Most of us are aware that we’re more than just one thing. Thus our “paths,” include all sorts of deviations. My path from 22 until the final stretch mainly involved taking care of youth in treatment centers. In the final Act it was a drug rehab center. I would love to profess total altruism but why lie? It is true that I loved the kids and the mission. But while I was embarking on finding all the truths out in the world, I was contented to deceive myself when it came to my work. I loved being loved by the kids I worked with, and I loved being needed by the kids and the team. It’s not that I was foolish enough to think that love would suffice, although I was certainly a fool, I just kept moving the goalpost to convince myself there was time. I would work it all out.
In the meantime, I rationalized…
Not much time for writing because of the job, I would tell myself as well as others, if they asked. And they often did.
No time for a relationship, the job makes it impossible, I would say. I often told people that unless you came into the job with an established relationship forget it!
Of course, none of that is true.

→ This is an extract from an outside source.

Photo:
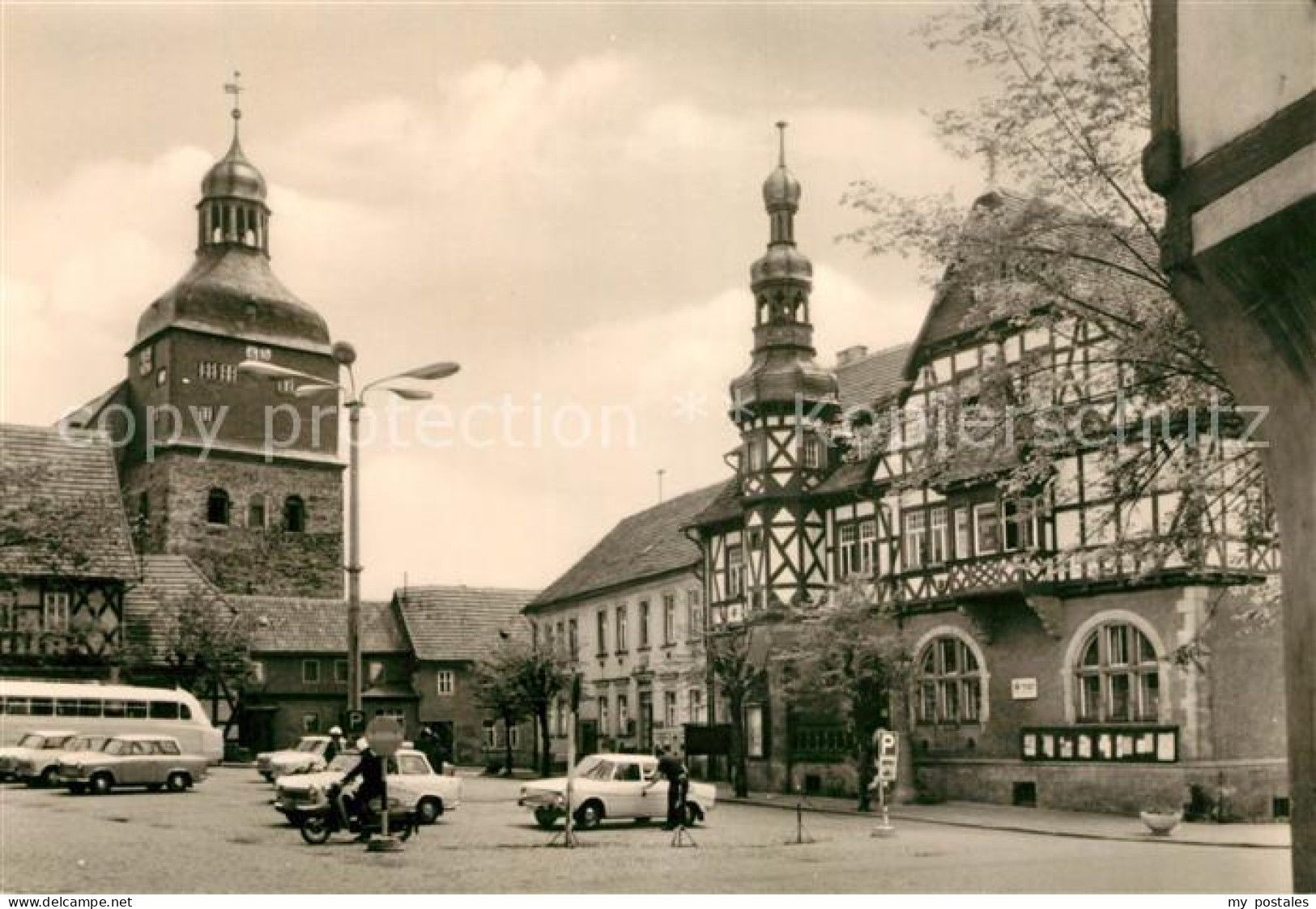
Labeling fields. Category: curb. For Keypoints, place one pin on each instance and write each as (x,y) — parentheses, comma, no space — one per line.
(1006,828)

As the end drew closer I imagined what it would have been like. To fall in love once more, and have that person fall just as in love with me. Might that love have saved me?
I know I waited to long. I was frozen like a deer in headlights. And then in 2020 everything was stolen. And the theft continues unabated. By the day the experts take more. But it’s not their fault. They’re doing their jobs.
I take comfort in the latter years and how I used them when it came to educating the boys. From 2017 all the way until October 8th, 2020, the day before I got laid off due to the ‘pandemic,’ I took the boys hiking once or twice per week. We spent time on campus as well, but it was on these trips, early in the morning, as we sat in a circle under the fading stars in the dried up riverbed drinking instant coffee, a few strumming their guitars, where I tried to help them see the world for what it would become.
A Monkey House.
There are two of them. There is the inside Monkey House and the one we all live in thinking we’re free. A nation on medications to be happy, attentive, calm. And believe me, I am not casting judgment on those taking drugs to find balance because I am sure you’ve guessed by now that I’ve I dipped my toes in that water.
Ok brutal honesty. It was more like I did a cannonball dive into that water.
It did not render the desired results. Or did it? In a world where two things can be true at once…
It was irregular for a weekday hiking trip. But by the Autumn of 2020 restrictions were tight, even in Texas, and to try and keep the boys active and happy we decided I could take an early trip. That Thursday was my final hiking trip with them. And we discussed all the relevant things. I knew it was all going to end. I knew years earlier that my path would only go a short distance.
Early Friday morning two masked bosses came down from Dallas to hand me an envelope and collect my keys. They let me down gently I suppose. Getting paid to leave means two things: you have time to breathe and perhaps pursue things you’ve long wanted to. Conversely, it’s tough to ignore the reality that it also means you’re being paid to go the fuck away.
I had taken the place for granted. That is what we tend to do. The same way I took the fall foliage for granted as a boy. The same way I took time for granted, and my health for granted.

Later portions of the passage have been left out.